Das pedras que um mártir junta com as mãos

Com que empedra o caminho para a morte.”

                                  Daniel Faria, Dos líquidos

1.

Aquele-que-cai. Poucas definições assentam melhor ao humano do que esta. Antes ainda de se compreender como “ser-para-a-morte”, irremediavelmente apreende-se como ser-para-a-queda. Talvez essas cadências nos permitam a consciência da mortalidade: dos joelhos esfolados e do braço partido à finitude mortal que já somos, mais do que seremos. Dos limites do corpo, ao limite último do eu. A morte surge então como uma derradeira queda adiada, mas já de algum modo experimentada por antecipação – e este salto que somos capazes de dar pela consciência é de uma subversão ímpar. Percebermo-nos finitos implica tomarmo-nos como uma totalidade: com princípio e fim. Inteiros. Antecipadamente. Nós que somos sempre incompletos. Em vertigem. 

 

2.

Porque os símbolos têm um enraízamento existencial, para além da experiência quotidiana – e das múltiplas memórias infantis -, a queda surge na História da humanidade como metáfora ou símbolo em vários mitos das origens, de proveniências culturais e geográficas distantes. A queda é, nessas narrativas míticas, constitutiva da originalidade humana. Explicação para a sua fragilidade e falibilidade. Para a diferença de condição em relação aos deuses. Da alma que “cai” num corpo, aos pais da humanidade que “caíram” em pecado – e, fisicamente, ninguém cai aí onde o livro do Génesis diz, segundo a leitura de S. Paulo, que todos “caímos”. Mas, como veremos, sobre quedas Paulo sabia muito.

 

3.

A queda está antes e diante de nós. Termo-nos levantado do chão, procurando progressivamente a verticalidade do equilíbrio bípede de cabeça erguida, é o percurso da evolução do hominídeo, mas também o indicador de onde se vem e para onde se vai. A face encostada ao pó, depois da queda, é a face que é já pó. A queda é o movimento em direção ao que somos. Pó. Passado e futuro.

 

4.

De profundis. Caímos: na armadilha, no engano, no erro, na miséria, em tentação, em desgraça… Na linguagem comum a queda é metáfora de inclinação para o pior, para o mal, para a destruição. Do Altíssimo ao mais fundo dos Infernos.

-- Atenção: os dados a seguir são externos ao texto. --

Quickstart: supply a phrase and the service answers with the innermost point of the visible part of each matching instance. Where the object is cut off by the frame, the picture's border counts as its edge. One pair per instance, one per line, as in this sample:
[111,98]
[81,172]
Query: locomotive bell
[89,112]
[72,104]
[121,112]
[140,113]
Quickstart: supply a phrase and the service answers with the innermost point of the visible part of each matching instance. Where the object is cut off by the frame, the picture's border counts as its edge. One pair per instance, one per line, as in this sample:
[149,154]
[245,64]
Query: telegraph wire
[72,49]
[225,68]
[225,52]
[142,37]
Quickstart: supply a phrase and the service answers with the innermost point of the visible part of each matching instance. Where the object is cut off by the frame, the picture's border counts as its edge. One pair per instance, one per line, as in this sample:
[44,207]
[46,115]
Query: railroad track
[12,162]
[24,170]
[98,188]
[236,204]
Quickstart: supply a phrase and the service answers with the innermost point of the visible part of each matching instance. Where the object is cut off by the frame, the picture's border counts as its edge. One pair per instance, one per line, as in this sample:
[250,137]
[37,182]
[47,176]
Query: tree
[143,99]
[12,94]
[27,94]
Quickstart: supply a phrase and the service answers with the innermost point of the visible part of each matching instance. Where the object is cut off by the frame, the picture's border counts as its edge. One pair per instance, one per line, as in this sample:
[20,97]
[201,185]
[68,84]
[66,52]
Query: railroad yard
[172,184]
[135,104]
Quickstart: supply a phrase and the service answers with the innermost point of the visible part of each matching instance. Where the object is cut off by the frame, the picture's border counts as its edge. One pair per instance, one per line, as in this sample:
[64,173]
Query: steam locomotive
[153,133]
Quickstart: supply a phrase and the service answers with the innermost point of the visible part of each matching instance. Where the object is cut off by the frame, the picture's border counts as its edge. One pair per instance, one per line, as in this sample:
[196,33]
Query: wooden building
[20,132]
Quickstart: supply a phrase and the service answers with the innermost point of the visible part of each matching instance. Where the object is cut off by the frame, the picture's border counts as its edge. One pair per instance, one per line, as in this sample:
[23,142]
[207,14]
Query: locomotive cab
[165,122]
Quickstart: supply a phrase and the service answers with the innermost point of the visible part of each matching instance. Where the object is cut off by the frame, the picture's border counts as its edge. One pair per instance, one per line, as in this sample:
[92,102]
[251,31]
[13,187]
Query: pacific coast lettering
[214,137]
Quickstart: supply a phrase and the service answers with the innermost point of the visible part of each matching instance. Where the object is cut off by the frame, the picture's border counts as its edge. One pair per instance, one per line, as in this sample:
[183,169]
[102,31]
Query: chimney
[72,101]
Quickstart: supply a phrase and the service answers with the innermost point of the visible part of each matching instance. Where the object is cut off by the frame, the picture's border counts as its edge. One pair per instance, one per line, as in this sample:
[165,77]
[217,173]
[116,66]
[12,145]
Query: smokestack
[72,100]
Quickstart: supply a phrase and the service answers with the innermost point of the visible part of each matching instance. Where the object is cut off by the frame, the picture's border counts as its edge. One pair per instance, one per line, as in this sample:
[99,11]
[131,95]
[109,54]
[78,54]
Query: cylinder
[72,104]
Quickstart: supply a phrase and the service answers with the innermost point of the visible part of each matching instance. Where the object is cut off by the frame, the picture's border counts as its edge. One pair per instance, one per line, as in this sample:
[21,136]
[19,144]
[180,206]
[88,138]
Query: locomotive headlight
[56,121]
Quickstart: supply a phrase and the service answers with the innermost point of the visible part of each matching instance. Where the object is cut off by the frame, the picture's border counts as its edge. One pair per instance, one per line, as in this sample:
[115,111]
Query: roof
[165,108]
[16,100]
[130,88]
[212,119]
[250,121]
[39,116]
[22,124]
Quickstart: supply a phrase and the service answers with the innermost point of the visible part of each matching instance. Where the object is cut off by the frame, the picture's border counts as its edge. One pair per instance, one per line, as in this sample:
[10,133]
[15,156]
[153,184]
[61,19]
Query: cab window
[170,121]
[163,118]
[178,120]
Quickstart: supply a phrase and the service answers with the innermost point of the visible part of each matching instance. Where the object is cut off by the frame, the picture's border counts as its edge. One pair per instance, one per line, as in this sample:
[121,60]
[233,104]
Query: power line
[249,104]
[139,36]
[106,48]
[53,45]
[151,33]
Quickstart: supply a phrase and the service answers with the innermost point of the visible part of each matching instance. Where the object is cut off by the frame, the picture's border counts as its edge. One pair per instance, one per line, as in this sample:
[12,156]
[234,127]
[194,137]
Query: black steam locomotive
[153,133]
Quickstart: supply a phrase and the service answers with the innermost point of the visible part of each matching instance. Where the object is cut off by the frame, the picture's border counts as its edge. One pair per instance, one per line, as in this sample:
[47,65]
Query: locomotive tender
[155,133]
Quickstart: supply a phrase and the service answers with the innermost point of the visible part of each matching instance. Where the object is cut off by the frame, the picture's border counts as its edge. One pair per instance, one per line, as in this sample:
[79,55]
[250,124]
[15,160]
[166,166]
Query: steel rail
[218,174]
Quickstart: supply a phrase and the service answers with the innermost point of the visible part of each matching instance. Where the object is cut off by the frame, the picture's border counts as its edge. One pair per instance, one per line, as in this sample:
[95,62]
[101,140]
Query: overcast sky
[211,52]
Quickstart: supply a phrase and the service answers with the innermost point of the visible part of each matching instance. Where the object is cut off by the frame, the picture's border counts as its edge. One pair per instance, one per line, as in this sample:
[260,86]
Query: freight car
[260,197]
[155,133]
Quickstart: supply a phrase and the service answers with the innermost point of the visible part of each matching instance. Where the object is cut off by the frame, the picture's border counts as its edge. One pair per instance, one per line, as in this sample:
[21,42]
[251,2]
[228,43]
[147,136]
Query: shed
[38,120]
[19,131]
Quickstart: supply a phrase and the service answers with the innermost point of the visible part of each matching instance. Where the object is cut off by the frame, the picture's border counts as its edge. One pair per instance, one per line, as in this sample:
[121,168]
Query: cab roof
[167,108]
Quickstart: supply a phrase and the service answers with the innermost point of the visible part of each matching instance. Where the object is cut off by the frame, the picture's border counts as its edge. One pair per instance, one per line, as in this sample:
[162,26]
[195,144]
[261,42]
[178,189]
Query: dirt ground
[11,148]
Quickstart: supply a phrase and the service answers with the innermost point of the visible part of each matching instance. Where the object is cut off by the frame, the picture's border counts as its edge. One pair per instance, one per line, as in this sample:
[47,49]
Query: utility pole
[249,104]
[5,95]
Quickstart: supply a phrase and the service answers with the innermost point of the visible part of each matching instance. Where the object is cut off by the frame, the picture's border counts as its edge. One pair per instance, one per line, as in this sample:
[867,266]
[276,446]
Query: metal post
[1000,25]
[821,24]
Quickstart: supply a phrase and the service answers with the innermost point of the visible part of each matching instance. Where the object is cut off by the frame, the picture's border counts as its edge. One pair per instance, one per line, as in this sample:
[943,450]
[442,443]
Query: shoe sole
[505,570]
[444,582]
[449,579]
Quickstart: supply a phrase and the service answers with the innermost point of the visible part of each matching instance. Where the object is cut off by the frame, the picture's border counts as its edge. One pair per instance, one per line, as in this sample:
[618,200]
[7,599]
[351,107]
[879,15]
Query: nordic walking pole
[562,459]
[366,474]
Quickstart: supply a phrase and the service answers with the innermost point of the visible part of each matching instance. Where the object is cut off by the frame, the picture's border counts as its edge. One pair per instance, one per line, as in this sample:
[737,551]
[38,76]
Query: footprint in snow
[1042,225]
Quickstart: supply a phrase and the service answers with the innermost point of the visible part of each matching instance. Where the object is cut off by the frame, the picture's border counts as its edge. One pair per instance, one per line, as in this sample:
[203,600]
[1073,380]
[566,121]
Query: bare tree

Topografia e movimento simbólicos, que se encontra ainda nessa palavra repetida na análise cultural: decadência – e as civilizações e os impérios caem como os indivíduos. Porque “abismo atrai abismo”…

Mas há, ainda na linguagem comum, modos mais “felizes” associados ao cair: como o “ter queda para” – que implica uma “inclinação” de gosto, capacidade ou habilidade; ou uma outra utilização que se aproxima dessa, e se apresenta na expressão fall in love. O gosto português pelo diminutivo transformou-a no terno, mas esvaziado de movimento, “estar caídinho/a”. Um estar parado, não um ser-queda, em acontecimento como no Inglês. 

Ainda que esta queda-amorosa seja tantas vezes mortal, como o narram a tradição literária e a História, mesmo no aspecto mais positivo é, ainda, paixão: um padecer-sofrer a influência de. Passividade. Marca da nossa fragilidade: somos seres afectáveis. A queda revela essa nossa impotência. Como na paixão, situa fora de nós o que nos determina. Seres marcados pela alteridade – a gravidade influente do outro -, mas capazes de agir sobre ela. Ou melhor, de a integrar em si: transportamos a alteridade em nós. Por isso, o final, ou o contrário, da queda da paixão amorosa (o “fora de si” de todos as paixões) é ainda um outro modo de queda: um “cair em si”. Deixar de estar “fora de si” e reencontrar-se. Perceber-se, assim, a si-mesmo como um outro.

 

5.

Ascenção e queda. A primeira é acção, voluntária; a segunda é paixão, involuntária. A ascenção é movimento activamente procurado, a queda é passividade que nos acontece e determina. 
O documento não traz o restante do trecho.